First determine all event types that are present in the datafile.
cfg = []; cfg.dataset = 'Subject01.ds'; cfg.trialdef.eventtype = '?'; ft_definetrial(cfg); % no output, just look at screen
This will show the following information on screen:
evaluating trialfunction 'trialfun_general' the following events were found in the datafile event type: 'FC' with event values: event type: 'FIC' with event values: event type: 'IC' with event values: event type: 'STIM' with event values: 16384 65536 196608 327680 589824 1048576 event type: 'Tr15' with event values: event type: 'Tr21' with event values: event type: 'Trial' with event values: event type: 'backpanel trigger' with event values: 1 3 5 9 16 event type: 'classification' with event values: 'BAD' event type: 'frontpanel trigger' with event values: 16384 event type: 'trial' with event values: no trials have been defined yet, see DEFINETRIAL for further help found 1343 events created 0 trials
As you can see, this MEG dataset contains a lot of different events. The interesting events are the “backpanel” triggers. Those triggers can have different values, which are also displayed here. Now specify the trigger value, pre-trigger and post-trigger duration with
cfg.trialdef.eventtype = 'backpanel trigger'; cfg.trialdef.eventvalue = 1; cfg.trialdef.prestim = 0.2; cfg.trialdef.poststim = 0.6; cfg = ft_definetrial(cfg); % now remember the output
which results in the following info on screen.

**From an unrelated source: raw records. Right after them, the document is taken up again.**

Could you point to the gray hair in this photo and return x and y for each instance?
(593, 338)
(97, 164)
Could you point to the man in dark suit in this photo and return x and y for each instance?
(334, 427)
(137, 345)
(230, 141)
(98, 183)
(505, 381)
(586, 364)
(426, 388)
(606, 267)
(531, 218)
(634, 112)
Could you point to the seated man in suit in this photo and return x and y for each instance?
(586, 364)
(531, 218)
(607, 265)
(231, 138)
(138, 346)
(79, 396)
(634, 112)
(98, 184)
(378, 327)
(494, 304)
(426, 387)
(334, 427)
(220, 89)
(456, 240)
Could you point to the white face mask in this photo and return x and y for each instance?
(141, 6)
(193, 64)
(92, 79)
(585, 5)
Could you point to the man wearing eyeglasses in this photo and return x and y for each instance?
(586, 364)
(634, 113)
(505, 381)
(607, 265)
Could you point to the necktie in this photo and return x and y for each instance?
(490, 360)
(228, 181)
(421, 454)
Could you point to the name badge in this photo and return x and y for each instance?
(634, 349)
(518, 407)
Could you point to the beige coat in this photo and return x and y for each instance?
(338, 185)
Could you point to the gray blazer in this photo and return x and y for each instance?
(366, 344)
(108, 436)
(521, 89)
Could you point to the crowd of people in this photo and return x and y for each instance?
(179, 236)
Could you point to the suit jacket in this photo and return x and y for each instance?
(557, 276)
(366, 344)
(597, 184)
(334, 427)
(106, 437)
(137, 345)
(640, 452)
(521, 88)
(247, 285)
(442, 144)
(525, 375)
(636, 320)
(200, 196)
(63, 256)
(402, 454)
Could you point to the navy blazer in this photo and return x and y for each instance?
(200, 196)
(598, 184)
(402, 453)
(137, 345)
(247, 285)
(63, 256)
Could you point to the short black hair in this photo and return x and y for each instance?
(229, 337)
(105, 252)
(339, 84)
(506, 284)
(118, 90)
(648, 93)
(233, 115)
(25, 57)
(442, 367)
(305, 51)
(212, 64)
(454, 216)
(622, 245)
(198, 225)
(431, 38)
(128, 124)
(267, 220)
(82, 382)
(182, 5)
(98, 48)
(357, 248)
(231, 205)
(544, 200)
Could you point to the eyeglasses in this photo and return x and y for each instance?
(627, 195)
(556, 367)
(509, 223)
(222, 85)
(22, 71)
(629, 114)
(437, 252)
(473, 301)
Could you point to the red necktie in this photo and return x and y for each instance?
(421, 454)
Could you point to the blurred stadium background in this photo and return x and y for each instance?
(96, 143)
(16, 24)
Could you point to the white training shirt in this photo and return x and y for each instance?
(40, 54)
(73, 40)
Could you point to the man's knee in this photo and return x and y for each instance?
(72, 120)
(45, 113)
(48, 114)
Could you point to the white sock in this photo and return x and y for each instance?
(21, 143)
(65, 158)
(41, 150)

evaluating trialfunction 'trialfun_general' found 1343 events created 5 trials
Subsequently, you can do
data_raw = ft_preprocessing(cfg)
which reads the data and gives following information on screen.
retaining exist trial definition retaining exist event information found 1343 events created 5 trials rejected 0 trials completely rejected 0 trials partially resulting 5 trials reading and preprocessing reading and preprocessing trial 1 from 5 reading and preprocessing trial 2 from 5 reading and preprocessing trial 3 from 5 reading and preprocessing trial 4 from 5 reading and preprocessing trial 5 from 5 data_raw = cfg: [1x1 struct] hdr: [1x1 struct] label: {187x1 cell} trial: {[187x300 double] [187x300 double] [187x300 double] [187x300 double] [187x300 double]} time: {[1x300 double] [1x300 double] [1x300 double] [1x300 double] [1x300 double]} fsample: 300 grad: [1x1 struct]
(*) I may be wrong about the file being recorded in pseudo-continuous mode, but that would not change the example.